Quando questi sono discriminatori, risultano sempre nulli e danno sempre diritto al reintegro; quando invece sono disciplinari, danno diritto al reintegro, nella maggioranza dei casi, in cui il lavoratore viene accusato di un fatto che poi risulta non aver commesso. Oppure nei casi in cui viene licenziato per motivi che contrattualmente sono punibili con altre diverse sanzioni. Per quanto riguarda i motivi economici, la nuova legge dirà che prima di arrivare in giudizio, dovrà essere attuata anche per i licenziamenti individuali una procedura preventiva di conciliazione tra le parti. Il lavoratore non può quindi essere licenziato se prima l’azienda non notifica all’Ufficio del lavoro i motivi del licenziamento. Entro sette giorni si fa poi un confronto, in cui o si trova un accordo, oppure il lavoratore può ricorrere in sede giudiziaria. A quel punto il giudice valuterà i motivi economici: se questi effettivamente esistono, verrà data ragione all’azienda, con il conseguente licenziamento del lavoratore; se i motivi economici non sono invece sufficienti, l’azienda dovrà dare al lavoratore un forte indennizzo, fino a 27 mensilità».

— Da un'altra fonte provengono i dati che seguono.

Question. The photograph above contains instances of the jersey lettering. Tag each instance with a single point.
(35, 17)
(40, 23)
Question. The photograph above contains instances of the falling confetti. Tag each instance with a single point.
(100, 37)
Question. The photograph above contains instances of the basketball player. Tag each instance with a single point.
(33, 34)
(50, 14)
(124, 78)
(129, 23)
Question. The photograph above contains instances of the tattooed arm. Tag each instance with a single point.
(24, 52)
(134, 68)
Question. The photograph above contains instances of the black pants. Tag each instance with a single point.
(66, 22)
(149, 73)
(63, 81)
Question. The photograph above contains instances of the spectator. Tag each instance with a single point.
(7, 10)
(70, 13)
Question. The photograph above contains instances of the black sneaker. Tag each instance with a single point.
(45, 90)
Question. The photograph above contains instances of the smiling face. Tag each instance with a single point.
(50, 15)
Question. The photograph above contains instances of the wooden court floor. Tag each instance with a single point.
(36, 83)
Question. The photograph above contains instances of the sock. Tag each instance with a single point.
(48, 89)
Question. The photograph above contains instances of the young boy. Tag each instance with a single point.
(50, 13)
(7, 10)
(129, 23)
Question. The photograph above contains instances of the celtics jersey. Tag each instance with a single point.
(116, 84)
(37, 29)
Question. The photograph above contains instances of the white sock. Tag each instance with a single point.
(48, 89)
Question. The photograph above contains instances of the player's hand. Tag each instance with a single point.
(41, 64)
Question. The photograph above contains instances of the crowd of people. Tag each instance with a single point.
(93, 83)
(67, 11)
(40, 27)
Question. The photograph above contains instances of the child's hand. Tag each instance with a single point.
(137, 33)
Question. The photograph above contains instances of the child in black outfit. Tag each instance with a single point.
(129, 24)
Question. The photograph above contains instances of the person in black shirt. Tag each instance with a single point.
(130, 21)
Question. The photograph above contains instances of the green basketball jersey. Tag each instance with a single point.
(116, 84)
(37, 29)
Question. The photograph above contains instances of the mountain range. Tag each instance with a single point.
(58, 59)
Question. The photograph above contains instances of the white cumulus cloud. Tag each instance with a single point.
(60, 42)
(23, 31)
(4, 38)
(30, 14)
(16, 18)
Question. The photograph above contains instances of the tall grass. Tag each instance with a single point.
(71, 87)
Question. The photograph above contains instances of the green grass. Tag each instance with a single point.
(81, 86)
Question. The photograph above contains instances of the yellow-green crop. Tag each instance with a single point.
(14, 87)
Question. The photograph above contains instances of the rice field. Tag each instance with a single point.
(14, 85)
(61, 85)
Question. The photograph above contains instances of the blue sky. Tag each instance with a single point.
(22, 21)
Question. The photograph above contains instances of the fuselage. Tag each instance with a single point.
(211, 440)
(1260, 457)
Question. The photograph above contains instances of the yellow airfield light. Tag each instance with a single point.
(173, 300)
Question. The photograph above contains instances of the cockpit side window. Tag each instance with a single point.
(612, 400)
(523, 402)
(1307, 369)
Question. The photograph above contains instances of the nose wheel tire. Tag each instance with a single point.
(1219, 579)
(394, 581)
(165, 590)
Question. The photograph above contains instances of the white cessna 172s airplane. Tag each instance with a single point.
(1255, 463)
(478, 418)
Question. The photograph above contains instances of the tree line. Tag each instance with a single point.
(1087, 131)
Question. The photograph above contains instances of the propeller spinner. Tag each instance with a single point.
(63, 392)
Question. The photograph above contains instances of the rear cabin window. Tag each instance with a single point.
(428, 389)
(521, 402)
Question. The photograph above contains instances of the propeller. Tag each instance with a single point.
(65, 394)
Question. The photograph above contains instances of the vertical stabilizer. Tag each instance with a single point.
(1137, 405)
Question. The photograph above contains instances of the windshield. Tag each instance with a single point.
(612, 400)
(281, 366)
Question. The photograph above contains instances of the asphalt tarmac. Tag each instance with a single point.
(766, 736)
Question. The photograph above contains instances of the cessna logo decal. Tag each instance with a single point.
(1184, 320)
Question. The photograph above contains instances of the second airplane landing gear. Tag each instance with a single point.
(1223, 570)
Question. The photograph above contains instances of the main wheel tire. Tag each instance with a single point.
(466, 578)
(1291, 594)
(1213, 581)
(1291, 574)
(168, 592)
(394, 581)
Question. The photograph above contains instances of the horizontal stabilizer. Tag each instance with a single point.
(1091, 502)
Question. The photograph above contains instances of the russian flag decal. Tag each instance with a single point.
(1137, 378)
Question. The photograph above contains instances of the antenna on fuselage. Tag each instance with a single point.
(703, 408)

Giorgio Santini arriva poi al cuore della questione, la parte più controversa: «C’è un punto in particolare che è stato sollevato e su cui siamo assolutamente d’accordo, che cercheremo con tutte le forze di far introdurre nella legge. Crediamo infatti che non si possa sfruttare il canale dei motivi economici come pretesto per licenziare liberamente, quindi la legge dovrà prevedere che, anche nei casi di motivi economici, il giudice possa decidere per il reintegro se accerterà che il motivo non è in realtà economico ma discriminatorio o disciplinare. Se questa legge verrà presentata nei modi che ho appena descritto, per quanto ci riguarda si tratta di una norma che mantiene inalterata sia la tutela garantita dall’articolo 18 che la deterrenza nei confronti di chi vuol licenziare più facilmente».